Maeve (Thandiwe Newton), whoever Maeve is these days, finds herself in a peaceful retreat in a remote cabin until that peace is violently broken. Bernard (Jeffrey Wright), whoever Bernard is these days, is in the dusty place where we saw him after last season’s credits. Charlotte Hale (Tessa Thompson), or whoever Charlotte is these days (Dolores, if you don’t remember, but probably not), is conspiring in a nefarious way. He also ominously plots William (Ed Harris), whoever William is these days, who has put himself fully in Man in Black, making offers to people he hopes will refuse so he can kill them.

Oh, and Dolores (Evan Rachel Wood) is no longer Dolores, because who is who they were before? The person who looks like Dolores is now called Christina and is the writer of a virtual reality video game, who shares a narrow apartment with Maya (Ariana DeBose), who mostly wants Christina to come closer.

Because so many pieces of the show’s cast can go from good to bad, depending on its schedule, and because so many pieces of the show’s cast are in their hundredth or thousandth permutation of what is considered “alive “, there is very little opportunity for new faces to appear. Along with Aurora Perrineau and Daniel Wu, as figures within the human resistance that gives the season its “plot” – DeBose is the new main figure, and it’s almost amazing how she’s wasted during those first four episodes.

Am I sure DeBose’s character keeps some secrets that will eventually give him at least a minimum of reward? For sure. I still think it should go against the law to grab a performer as versatile and galvanic instantly as Ariana DeBose and give her four solid episodes of nothing more than “Worried roommate who wants her friend to come over? ” Yes. Illegal.

If all Maya does is try to get Christina to finish, instead of taking her to boring wine bars to do so, why not go to a karaoke bar or an online dance bar with the same purpose? Or have the two characters go to MusicalTheaterWorld, whose hosts are just classic musical characters, which was basically Schmgadoon’s plot! anyways. Ariana DeBose doesn’t require singing or dancing to be charismatic, but she’s too good for that.

Of course, not getting the most out of great actors and sometimes great ideas is what Westworld knows best. I’m still angry with the episode of the third season in which Paul’s character took a party drug that made him experience the world through the filter of different movie genres, but the show had so little fun with that seemingly juicy premise that the characters had to explain. what was each new genre.

Westworld features first-class special effects and a solidly polished aesthetic and too many good ideas to count on, and yet it’s a visibly misdirected show, which revolves around visuals that atrophy the impulse and stagings of anticlimatic action.

That’s why I find it hard to invest even when Westworld does interesting things. As the third and fourth episodes go on, there are a lot of interesting things going on as two characters go to a reopened theme park inspired by classic gangster movies. The park offers Westworld the opportunity to comment on the culture gap of the reboot.

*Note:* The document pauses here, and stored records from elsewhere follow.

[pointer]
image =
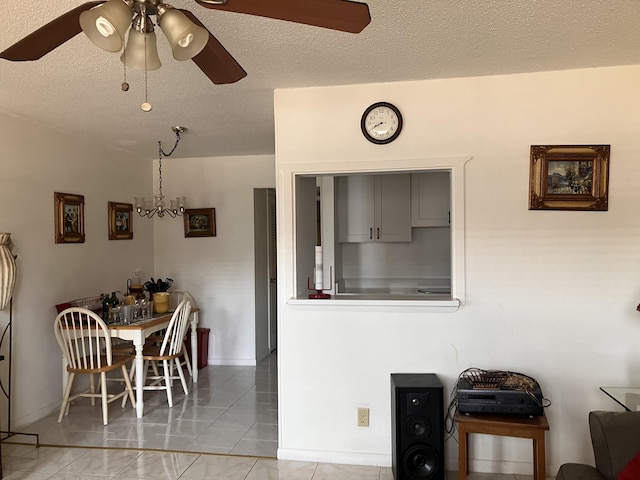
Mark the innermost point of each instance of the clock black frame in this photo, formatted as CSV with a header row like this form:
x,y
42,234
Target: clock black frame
x,y
368,111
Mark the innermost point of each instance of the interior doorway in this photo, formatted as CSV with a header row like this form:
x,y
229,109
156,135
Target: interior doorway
x,y
266,266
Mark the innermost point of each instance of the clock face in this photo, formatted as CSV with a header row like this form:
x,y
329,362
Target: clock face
x,y
381,123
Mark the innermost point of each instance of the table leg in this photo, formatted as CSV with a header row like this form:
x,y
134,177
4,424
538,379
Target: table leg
x,y
194,347
539,467
139,344
463,452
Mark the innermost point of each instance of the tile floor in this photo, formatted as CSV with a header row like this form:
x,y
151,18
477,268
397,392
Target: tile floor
x,y
231,410
225,429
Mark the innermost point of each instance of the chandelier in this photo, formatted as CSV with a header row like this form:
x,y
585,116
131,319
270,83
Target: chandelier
x,y
149,208
107,24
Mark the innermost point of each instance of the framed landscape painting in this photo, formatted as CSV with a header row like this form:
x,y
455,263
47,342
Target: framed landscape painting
x,y
120,221
200,222
569,177
68,218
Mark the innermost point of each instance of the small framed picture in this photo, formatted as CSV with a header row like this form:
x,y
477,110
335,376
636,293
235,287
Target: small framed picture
x,y
68,218
200,222
569,177
120,221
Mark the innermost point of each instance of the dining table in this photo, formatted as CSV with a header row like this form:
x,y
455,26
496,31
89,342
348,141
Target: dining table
x,y
139,330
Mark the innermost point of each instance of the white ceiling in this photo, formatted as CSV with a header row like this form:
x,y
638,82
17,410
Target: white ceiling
x,y
76,88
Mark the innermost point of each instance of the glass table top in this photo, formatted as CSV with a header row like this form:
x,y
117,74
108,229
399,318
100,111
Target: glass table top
x,y
628,397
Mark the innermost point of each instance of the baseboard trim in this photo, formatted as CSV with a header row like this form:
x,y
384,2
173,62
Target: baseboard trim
x,y
347,458
236,362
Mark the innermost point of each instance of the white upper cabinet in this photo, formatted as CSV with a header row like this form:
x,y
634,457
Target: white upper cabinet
x,y
374,208
430,199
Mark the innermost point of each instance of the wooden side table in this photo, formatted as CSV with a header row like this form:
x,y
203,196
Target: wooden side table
x,y
523,427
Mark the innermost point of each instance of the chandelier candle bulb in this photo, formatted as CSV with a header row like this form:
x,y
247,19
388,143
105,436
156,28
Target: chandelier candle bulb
x,y
318,268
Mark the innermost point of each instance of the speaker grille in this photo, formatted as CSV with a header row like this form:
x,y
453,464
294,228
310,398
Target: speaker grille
x,y
417,405
421,462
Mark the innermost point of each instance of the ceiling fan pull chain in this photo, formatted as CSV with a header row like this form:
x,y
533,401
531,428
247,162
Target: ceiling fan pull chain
x,y
146,106
125,85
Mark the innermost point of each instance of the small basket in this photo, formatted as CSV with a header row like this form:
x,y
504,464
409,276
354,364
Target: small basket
x,y
92,303
486,379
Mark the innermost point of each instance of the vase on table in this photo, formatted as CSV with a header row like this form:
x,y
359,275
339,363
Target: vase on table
x,y
7,270
161,302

If you didn’t know better, you’d think the show was getting involved in metacomments about putting beautiful new skin on something that didn’t work well before and waiting for anyone to notice is a recipe for repeating the same disasters. perhaps even apologizing for previous narrative errors. No, it’s more than a critique of how nostalgia makes us fetishize even the ugliest aspects of the past, treating even something like the Westworld massacre as a reproducible version of The Good Ol ’Days.

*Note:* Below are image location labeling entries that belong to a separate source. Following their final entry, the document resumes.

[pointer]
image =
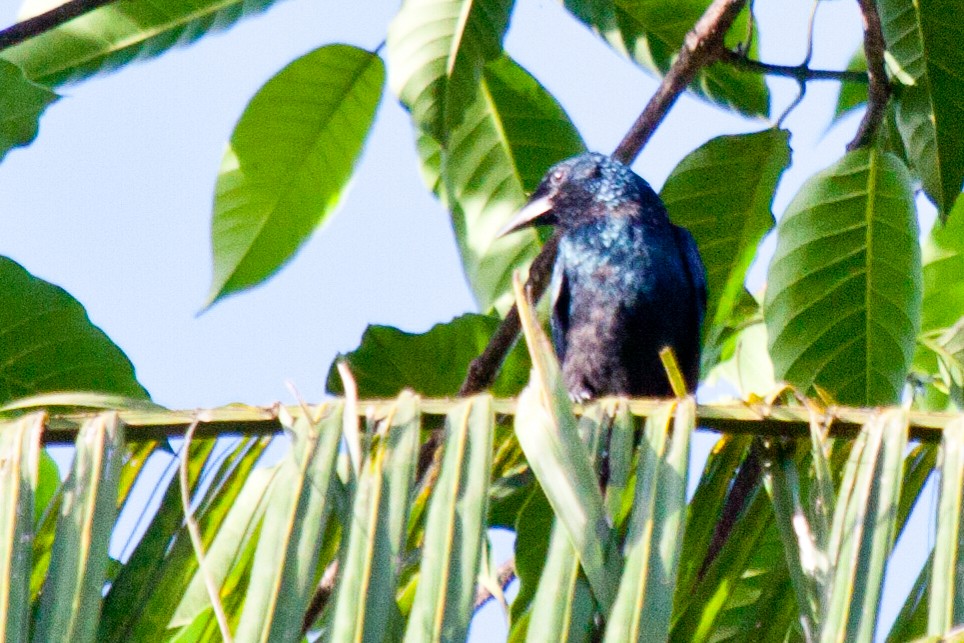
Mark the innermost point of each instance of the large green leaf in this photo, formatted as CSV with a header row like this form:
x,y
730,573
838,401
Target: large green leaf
x,y
433,363
365,607
119,33
652,32
437,49
722,193
546,429
943,266
49,343
20,453
21,104
512,131
843,299
455,527
283,572
946,598
925,44
291,156
863,528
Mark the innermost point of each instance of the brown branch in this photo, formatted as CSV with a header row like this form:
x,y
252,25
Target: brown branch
x,y
503,577
485,367
701,47
319,600
27,29
878,91
801,73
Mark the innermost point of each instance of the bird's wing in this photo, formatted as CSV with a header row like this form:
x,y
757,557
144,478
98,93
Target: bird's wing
x,y
559,290
694,266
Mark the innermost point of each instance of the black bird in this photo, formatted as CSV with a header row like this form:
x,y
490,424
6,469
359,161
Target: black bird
x,y
626,282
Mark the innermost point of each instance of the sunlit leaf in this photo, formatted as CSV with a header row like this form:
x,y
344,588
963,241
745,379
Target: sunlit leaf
x,y
432,364
946,598
20,454
513,131
283,571
289,161
51,345
437,49
863,528
365,606
722,193
843,298
455,527
925,43
72,595
119,33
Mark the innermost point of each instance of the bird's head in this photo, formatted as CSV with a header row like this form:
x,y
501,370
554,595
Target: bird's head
x,y
583,189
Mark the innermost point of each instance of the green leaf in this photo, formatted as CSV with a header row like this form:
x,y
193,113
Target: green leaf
x,y
50,345
283,573
926,45
20,455
365,606
231,504
108,38
943,264
21,103
805,555
843,298
563,606
863,528
651,34
546,429
455,528
722,193
513,130
654,539
436,50
71,599
139,577
291,156
946,597
432,364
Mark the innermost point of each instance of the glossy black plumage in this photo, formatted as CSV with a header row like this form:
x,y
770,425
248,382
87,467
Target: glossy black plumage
x,y
626,281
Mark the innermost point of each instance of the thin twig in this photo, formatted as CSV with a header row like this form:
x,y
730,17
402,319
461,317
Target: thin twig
x,y
214,593
485,367
799,72
878,91
326,587
27,29
701,47
504,576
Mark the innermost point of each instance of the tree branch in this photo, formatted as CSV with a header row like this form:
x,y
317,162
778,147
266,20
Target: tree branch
x,y
504,576
801,73
702,46
878,91
27,29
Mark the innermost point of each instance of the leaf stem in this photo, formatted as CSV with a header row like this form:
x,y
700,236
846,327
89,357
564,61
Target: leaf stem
x,y
59,15
878,92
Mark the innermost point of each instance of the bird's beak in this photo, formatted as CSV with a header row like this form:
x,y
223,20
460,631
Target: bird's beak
x,y
535,212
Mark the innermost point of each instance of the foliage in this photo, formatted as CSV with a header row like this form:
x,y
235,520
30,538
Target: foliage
x,y
855,303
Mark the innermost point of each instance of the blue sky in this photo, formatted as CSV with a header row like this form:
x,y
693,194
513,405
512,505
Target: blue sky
x,y
113,200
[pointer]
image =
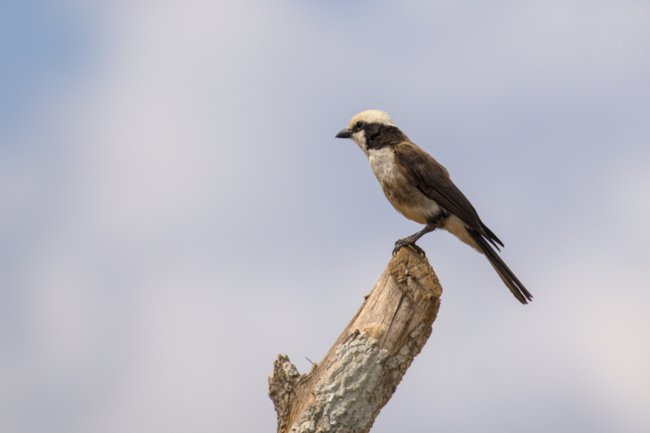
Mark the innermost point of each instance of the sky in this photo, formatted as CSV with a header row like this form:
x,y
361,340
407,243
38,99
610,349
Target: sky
x,y
176,210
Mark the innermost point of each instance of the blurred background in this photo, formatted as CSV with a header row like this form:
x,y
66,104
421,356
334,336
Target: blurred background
x,y
175,210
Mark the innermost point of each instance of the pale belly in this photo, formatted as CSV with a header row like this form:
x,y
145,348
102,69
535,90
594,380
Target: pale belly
x,y
406,198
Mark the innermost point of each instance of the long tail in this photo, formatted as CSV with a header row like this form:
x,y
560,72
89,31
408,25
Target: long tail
x,y
508,277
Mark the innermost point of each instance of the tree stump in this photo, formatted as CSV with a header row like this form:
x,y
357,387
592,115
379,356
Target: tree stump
x,y
359,374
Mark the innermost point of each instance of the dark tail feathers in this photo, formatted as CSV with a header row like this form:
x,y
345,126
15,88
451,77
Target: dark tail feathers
x,y
508,277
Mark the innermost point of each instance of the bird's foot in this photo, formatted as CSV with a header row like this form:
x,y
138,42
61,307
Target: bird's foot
x,y
406,242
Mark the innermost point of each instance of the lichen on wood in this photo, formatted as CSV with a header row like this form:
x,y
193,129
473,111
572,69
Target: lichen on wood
x,y
359,374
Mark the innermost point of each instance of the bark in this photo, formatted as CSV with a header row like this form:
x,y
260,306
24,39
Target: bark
x,y
359,374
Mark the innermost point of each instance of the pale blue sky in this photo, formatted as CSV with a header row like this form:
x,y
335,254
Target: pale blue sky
x,y
176,210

Speaking of The Good Ol ’Days, what will keep me watching are the same things that have made me stay with Westworld for so long. Newton is a ruinous treasure like Maeve, though I don’t know when the writers decided to make this character so simple and joking. Wood continues to do subtle and complex work, though if he didn’t suspect where the show was going with “Christina,” he would think it was a boring character introduction. Wright makes a pensive sternness and Paul makes a tired torment better than anyone. Add in the perpetually shocking and perpetually underused Thompson, the eternally thick, gray-haired Harris, and a bunch of fun calls, and presumably I’ll keep watching Westworld until its resumption next season.